Remembering The Present

Reposting another author's work in full is something I don't like doing, unless the circumstances call for it. Calculated Risk is a site dealing in analysis of the Big Indicators of economic movement (Housing, Employment, Money Supply; Manufacturing; Shipping, and Durable Goods), created by Bill McBride.

I'd at least give it a cursory look, even if reading about data and numbers isn't your thing. I've been a financial analyst Dog and enjoy the satisfaction of working (not massaging) the data to determine a result. Due to the clarity of his analysis (the infoporn quotient of his charts is Teh Hot) and utter lack of spin, the site is excellent.

McBride posted a short article yesterday which succinctly described the movement of society and economics over the past ten years, and gives the flavor of what you might find on the site on any given day. I'm reposting it here.
More than a Lost Decade
by CalculatedRisk on 4/20/2011 09:13:00 PM

I've been more upbeat lately, but even as the economy recovers - and I think the recovery will continue - we need to remember a few facts.

There are currently 130.738 million payroll jobs in the U.S. (as of March 2011). There were 130.781 million payroll jobs in January 2000. So that is over eleven years with no increase in total payroll jobs.

And the median household income in constant dollars was $49,777 in 2009. That is barely above the $49,309 in 1997, and below the $51,100 in 1998. (Census data here in Excel).

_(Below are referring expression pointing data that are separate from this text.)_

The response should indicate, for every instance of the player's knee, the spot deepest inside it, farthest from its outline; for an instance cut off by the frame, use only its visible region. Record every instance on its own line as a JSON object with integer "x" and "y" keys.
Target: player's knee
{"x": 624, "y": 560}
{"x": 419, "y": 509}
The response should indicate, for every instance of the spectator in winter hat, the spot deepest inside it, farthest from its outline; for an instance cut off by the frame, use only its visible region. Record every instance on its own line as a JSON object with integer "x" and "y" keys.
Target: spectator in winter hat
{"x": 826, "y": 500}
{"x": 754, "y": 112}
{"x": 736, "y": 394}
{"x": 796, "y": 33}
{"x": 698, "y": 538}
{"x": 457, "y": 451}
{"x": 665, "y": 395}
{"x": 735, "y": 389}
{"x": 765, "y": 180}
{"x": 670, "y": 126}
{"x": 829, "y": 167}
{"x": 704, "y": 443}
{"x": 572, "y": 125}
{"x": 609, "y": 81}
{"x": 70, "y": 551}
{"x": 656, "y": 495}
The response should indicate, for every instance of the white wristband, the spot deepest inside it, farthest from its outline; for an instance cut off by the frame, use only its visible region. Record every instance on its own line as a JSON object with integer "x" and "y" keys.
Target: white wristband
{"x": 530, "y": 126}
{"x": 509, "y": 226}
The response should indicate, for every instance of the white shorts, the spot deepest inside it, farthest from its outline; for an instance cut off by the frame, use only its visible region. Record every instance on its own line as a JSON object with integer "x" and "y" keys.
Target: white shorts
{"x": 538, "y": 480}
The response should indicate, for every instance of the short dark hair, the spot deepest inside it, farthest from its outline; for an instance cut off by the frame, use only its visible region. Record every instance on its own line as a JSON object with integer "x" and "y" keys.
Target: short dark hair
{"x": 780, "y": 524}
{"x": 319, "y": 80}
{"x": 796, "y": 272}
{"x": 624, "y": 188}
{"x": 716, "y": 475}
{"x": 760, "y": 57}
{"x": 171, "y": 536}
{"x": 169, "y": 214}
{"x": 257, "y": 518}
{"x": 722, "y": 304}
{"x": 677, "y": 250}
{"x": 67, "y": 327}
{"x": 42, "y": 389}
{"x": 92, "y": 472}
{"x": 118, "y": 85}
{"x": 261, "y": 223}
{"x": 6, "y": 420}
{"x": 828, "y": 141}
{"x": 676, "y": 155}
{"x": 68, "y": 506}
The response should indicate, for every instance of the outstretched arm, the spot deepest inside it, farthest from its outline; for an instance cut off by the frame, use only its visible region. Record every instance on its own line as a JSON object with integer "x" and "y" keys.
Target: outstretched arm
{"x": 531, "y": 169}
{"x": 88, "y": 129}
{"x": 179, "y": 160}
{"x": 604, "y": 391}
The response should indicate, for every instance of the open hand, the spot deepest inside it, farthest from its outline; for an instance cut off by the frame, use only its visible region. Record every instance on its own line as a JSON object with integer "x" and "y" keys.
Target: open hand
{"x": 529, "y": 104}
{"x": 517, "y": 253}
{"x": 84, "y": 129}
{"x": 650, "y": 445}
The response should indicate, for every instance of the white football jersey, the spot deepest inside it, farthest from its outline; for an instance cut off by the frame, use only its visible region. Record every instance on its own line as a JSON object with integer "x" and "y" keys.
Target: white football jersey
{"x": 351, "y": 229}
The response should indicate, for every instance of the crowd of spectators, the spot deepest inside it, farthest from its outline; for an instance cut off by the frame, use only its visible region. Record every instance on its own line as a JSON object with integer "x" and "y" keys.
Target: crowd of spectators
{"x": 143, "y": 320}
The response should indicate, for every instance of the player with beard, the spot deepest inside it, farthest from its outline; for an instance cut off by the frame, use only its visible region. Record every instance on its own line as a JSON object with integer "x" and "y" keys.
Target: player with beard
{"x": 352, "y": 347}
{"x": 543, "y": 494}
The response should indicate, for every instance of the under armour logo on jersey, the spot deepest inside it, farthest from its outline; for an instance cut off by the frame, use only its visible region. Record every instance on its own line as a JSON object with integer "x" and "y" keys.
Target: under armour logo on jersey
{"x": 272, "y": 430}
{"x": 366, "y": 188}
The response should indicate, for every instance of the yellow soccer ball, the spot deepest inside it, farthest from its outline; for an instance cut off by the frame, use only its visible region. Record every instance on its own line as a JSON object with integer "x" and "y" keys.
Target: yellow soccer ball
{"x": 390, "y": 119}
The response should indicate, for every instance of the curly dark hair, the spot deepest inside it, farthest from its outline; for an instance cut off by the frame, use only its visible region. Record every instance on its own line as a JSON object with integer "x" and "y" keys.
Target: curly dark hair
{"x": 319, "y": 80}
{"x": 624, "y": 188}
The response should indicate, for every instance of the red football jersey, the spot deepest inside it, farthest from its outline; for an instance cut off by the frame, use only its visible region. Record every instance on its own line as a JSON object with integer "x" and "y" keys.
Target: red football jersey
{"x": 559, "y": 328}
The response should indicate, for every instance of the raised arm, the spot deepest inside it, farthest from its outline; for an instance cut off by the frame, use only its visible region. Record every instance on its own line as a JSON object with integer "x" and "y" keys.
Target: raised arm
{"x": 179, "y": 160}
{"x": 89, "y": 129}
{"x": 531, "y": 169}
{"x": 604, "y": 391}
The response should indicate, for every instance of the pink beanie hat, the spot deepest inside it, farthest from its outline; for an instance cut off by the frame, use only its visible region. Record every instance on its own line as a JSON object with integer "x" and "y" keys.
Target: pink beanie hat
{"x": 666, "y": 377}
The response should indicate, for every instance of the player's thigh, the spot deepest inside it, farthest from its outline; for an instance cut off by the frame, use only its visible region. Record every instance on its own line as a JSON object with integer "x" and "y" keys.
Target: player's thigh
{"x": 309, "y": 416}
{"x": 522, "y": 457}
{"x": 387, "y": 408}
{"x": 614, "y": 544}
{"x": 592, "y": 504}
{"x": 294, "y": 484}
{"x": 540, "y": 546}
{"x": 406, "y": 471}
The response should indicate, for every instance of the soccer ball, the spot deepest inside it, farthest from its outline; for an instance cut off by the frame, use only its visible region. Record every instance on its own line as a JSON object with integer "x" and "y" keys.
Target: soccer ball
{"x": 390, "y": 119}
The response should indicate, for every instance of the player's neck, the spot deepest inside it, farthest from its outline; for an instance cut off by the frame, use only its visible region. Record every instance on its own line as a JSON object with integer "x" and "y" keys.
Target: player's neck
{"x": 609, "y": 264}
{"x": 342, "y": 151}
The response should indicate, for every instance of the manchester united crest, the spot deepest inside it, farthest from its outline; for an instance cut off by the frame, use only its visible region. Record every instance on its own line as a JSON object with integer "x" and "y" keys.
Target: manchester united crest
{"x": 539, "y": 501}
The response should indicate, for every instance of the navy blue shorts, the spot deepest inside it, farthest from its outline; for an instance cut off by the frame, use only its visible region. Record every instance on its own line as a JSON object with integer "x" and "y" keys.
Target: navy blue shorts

Just a reminder that many Americans have been struggling for a decade or more. The aughts were a lost decade for most Americans.

And I'd like to think every U.S. policymaker wakes up every morning and reminds themselves of the following:

There are currently 7.25 million fewer payroll jobs than before the recession started in 2007, with 13.5 million Americans currently unemployed. Another 8.4 million are working part time for economic reasons, and about 4 million more workers have left the labor force. Of those unemployed, 6.1 million have been unemployed for six months or more.

So even as we start to discuss how to fix the structural budget deficit, and also to address the long term fiscal challenges from healthcare costs, we can't forget about all of these Americans.

Of course, during the same period (2001 - 2011), in addition to employment, we also lost over four thousand soldiers, sailors, Marines and airmen; the trust of a civilized world; and much of our collective self-respect and what passed for democracy in America. We also lost much of our reason, our capacity for outrage, and squandered the fruits of the labor of generations just to satisfy the greed of a small percentage of our population.

But, hey; we got to see pictures of Brittney Spears and Lindsay Lohan climbing out of limos without underwear. So 's all Good; Yo.